Atomic-scale Characterization of Strain and Gate effects on Two-dimensional Materials by Scanning Tunneling Microscopy

Strain is an inevitable phenomenon in two-dimensional (2D) material, regardless of whether the film is suspended or supported. Moreover, strain is known to alter the physical and chemical properties, such as the band gap, charge carrier effective masses, dielectric properties, chemical reactivity, and many more.One example is the metal-2D material junction, where the interaction at the interface between the contact electrode can be significantly altered by strain. Moreover, the response to strain varies depending on the contact material used. In this study, we explored different substrate roughness levels and investigated the interface properties between monolayer MoS2 and metal using X-ray photoelectron spectroscopy, atomic force microscopy, and Raman spectroscopy. Furthermore, to enable the direct measurement of strain response, I successfully developed a nanoindentation system integrated with a scanning tunneling microscopy (STM) sample holder. The system allows for in-situ reversible control of strain and gate electric fields. It utilizes a gearbox and a piezoelectric actuator, providing precise control of indentation depth at the nanometer level.
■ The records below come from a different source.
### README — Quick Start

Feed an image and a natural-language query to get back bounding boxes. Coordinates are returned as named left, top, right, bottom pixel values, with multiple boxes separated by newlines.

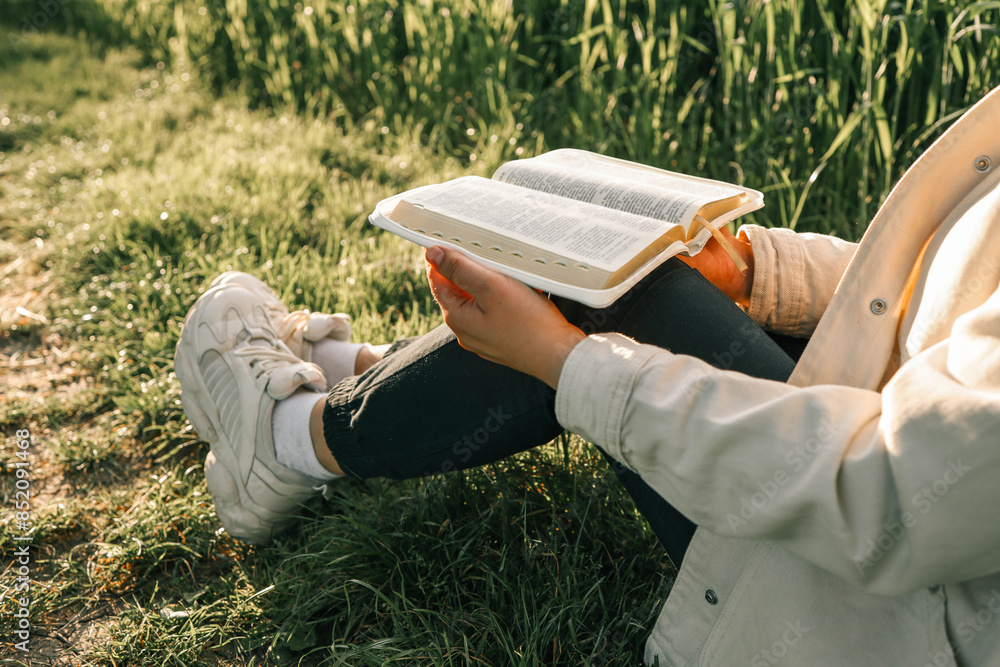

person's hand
left=677, top=227, right=754, bottom=306
left=424, top=246, right=586, bottom=389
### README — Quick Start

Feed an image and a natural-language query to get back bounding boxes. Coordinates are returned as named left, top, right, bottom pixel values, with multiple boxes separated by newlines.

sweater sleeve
left=739, top=225, right=858, bottom=338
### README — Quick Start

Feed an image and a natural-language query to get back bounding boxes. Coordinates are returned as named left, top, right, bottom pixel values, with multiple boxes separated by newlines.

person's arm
left=678, top=225, right=858, bottom=337
left=737, top=225, right=858, bottom=338
left=428, top=245, right=1000, bottom=594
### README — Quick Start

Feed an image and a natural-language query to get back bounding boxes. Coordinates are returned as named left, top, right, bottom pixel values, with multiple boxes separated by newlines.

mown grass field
left=0, top=0, right=1000, bottom=666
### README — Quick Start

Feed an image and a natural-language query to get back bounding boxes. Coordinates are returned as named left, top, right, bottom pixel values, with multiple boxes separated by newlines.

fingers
left=427, top=264, right=475, bottom=313
left=424, top=246, right=503, bottom=303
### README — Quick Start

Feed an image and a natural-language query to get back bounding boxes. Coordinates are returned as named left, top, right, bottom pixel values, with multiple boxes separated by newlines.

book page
left=493, top=150, right=744, bottom=226
left=403, top=176, right=672, bottom=271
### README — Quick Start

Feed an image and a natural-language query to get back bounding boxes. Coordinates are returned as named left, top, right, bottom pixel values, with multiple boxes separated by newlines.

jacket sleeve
left=556, top=294, right=1000, bottom=594
left=739, top=225, right=858, bottom=338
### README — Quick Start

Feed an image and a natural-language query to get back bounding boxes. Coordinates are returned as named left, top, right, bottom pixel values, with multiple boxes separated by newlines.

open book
left=369, top=149, right=764, bottom=307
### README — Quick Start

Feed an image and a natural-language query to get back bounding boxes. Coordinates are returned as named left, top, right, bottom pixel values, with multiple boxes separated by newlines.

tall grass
left=8, top=0, right=1000, bottom=237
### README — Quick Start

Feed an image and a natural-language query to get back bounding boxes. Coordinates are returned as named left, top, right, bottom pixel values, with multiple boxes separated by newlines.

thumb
left=424, top=246, right=497, bottom=303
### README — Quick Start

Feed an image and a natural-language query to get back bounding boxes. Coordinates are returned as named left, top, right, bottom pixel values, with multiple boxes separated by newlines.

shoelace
left=233, top=341, right=302, bottom=378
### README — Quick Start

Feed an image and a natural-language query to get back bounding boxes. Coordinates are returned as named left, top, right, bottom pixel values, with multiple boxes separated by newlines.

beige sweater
left=556, top=89, right=1000, bottom=667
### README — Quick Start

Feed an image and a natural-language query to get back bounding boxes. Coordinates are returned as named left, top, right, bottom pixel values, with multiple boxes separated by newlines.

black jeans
left=323, top=259, right=804, bottom=567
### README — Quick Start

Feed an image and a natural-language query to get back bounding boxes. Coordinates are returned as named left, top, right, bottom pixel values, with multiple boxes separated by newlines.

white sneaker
left=209, top=271, right=351, bottom=361
left=174, top=283, right=334, bottom=544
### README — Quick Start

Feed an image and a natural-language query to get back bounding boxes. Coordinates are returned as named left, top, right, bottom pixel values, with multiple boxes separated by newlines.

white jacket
left=556, top=89, right=1000, bottom=667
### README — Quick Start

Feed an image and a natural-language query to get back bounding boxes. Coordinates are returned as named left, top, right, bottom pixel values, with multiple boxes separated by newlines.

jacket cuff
left=556, top=333, right=670, bottom=461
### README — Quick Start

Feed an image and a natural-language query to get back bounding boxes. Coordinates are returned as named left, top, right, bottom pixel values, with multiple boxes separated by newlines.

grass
left=4, top=0, right=1000, bottom=238
left=0, top=0, right=1000, bottom=667
left=0, top=34, right=671, bottom=666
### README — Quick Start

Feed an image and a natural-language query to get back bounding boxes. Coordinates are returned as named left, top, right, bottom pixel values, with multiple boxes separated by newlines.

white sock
left=312, top=338, right=366, bottom=387
left=271, top=389, right=343, bottom=480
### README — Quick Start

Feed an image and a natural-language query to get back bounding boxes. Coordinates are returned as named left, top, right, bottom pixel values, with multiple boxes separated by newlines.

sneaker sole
left=174, top=292, right=276, bottom=544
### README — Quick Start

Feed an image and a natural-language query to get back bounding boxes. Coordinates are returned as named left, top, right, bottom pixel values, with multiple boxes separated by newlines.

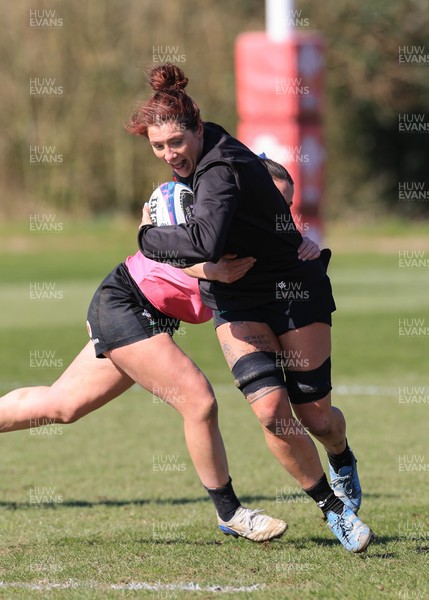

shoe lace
left=334, top=515, right=353, bottom=541
left=332, top=473, right=355, bottom=494
left=237, top=508, right=267, bottom=531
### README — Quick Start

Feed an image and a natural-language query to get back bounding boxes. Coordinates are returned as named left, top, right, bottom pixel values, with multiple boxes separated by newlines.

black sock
left=304, top=474, right=344, bottom=515
left=206, top=477, right=241, bottom=521
left=328, top=440, right=353, bottom=473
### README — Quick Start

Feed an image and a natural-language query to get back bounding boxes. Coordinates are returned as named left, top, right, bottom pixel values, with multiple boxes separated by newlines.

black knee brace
left=232, top=352, right=286, bottom=396
left=286, top=357, right=332, bottom=404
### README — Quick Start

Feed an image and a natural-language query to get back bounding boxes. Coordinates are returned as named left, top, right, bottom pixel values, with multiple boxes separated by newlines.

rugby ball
left=149, top=181, right=194, bottom=226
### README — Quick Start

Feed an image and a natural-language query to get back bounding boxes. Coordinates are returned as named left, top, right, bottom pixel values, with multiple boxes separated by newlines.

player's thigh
left=279, top=323, right=331, bottom=371
left=279, top=323, right=331, bottom=428
left=50, top=342, right=134, bottom=416
left=107, top=333, right=216, bottom=416
left=216, top=321, right=291, bottom=424
left=216, top=321, right=281, bottom=369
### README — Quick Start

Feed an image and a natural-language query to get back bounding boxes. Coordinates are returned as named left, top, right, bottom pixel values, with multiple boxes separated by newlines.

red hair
left=126, top=63, right=201, bottom=137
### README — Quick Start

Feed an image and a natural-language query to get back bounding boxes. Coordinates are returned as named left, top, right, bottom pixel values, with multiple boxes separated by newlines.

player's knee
left=301, top=411, right=332, bottom=437
left=182, top=388, right=218, bottom=423
left=232, top=352, right=285, bottom=402
left=53, top=406, right=82, bottom=425
left=286, top=357, right=332, bottom=405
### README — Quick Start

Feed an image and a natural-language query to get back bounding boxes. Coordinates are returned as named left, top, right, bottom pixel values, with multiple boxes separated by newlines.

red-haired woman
left=132, top=64, right=373, bottom=552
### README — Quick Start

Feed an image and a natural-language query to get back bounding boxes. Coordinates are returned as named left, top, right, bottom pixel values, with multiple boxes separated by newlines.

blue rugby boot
left=326, top=506, right=375, bottom=553
left=329, top=450, right=362, bottom=514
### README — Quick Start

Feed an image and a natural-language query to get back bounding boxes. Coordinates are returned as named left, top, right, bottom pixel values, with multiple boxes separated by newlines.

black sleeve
left=138, top=164, right=240, bottom=268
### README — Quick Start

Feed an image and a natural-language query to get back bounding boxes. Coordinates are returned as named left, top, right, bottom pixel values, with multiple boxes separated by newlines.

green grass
left=0, top=222, right=429, bottom=600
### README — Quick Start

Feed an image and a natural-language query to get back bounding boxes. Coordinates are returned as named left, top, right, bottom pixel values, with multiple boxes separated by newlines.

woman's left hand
left=139, top=202, right=153, bottom=229
left=298, top=237, right=320, bottom=260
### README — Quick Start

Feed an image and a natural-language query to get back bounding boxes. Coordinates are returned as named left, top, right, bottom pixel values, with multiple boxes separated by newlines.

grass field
left=0, top=220, right=429, bottom=600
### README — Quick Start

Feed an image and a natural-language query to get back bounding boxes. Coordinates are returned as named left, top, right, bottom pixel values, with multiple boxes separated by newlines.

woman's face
left=147, top=122, right=204, bottom=179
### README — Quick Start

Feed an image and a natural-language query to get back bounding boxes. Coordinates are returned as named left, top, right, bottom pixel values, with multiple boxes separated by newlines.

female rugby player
left=0, top=246, right=287, bottom=542
left=132, top=64, right=373, bottom=552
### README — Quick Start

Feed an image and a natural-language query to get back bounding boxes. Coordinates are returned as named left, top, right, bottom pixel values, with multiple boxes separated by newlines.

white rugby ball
left=149, top=181, right=194, bottom=226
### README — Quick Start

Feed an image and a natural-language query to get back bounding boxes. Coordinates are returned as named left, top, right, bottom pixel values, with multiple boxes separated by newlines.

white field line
left=0, top=579, right=265, bottom=594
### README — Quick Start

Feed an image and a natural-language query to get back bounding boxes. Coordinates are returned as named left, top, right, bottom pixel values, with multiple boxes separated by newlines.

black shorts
left=86, top=263, right=180, bottom=358
left=213, top=275, right=336, bottom=336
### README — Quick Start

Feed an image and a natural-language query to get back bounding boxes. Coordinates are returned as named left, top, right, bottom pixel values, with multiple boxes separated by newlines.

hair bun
left=149, top=63, right=188, bottom=92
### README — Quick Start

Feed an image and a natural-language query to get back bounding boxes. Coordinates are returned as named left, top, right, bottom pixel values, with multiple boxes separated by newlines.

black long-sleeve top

The 2D materials are placed on a flexible polyimide film to ensure mechanical stability, and a Pd clamp is used to improve the transfer of strain from the polyimide to the 2D layers. The small size of the sample holder (~160 mm2 x 5.2 mm) makes it compatible with a broad range of measurement systems, including atomic force microscopy and Raman spectroscopy, in addition to STM. By employing the novel approach described above, the study has successfully observed atomic precision strain responses of 2D materials like graphene and monolayer MoS2. In their relaxed states, strain mostly arises from local curvature caused by the polyimide surface roughness. However, when the materials are under strained conditions with tented structures, lattice parameters become more sensitive to changes in indentor height, leading to additional stretching strain. The indentation system allows for further adjustments to the indentor and sample configuration, which enable the application of uniaxial strain for measuring the Poisson's ratio.As a future perspective, we identify existing challenges related to performing local spectroscopy and research topics on defect in-gap states in monolayer MoS2.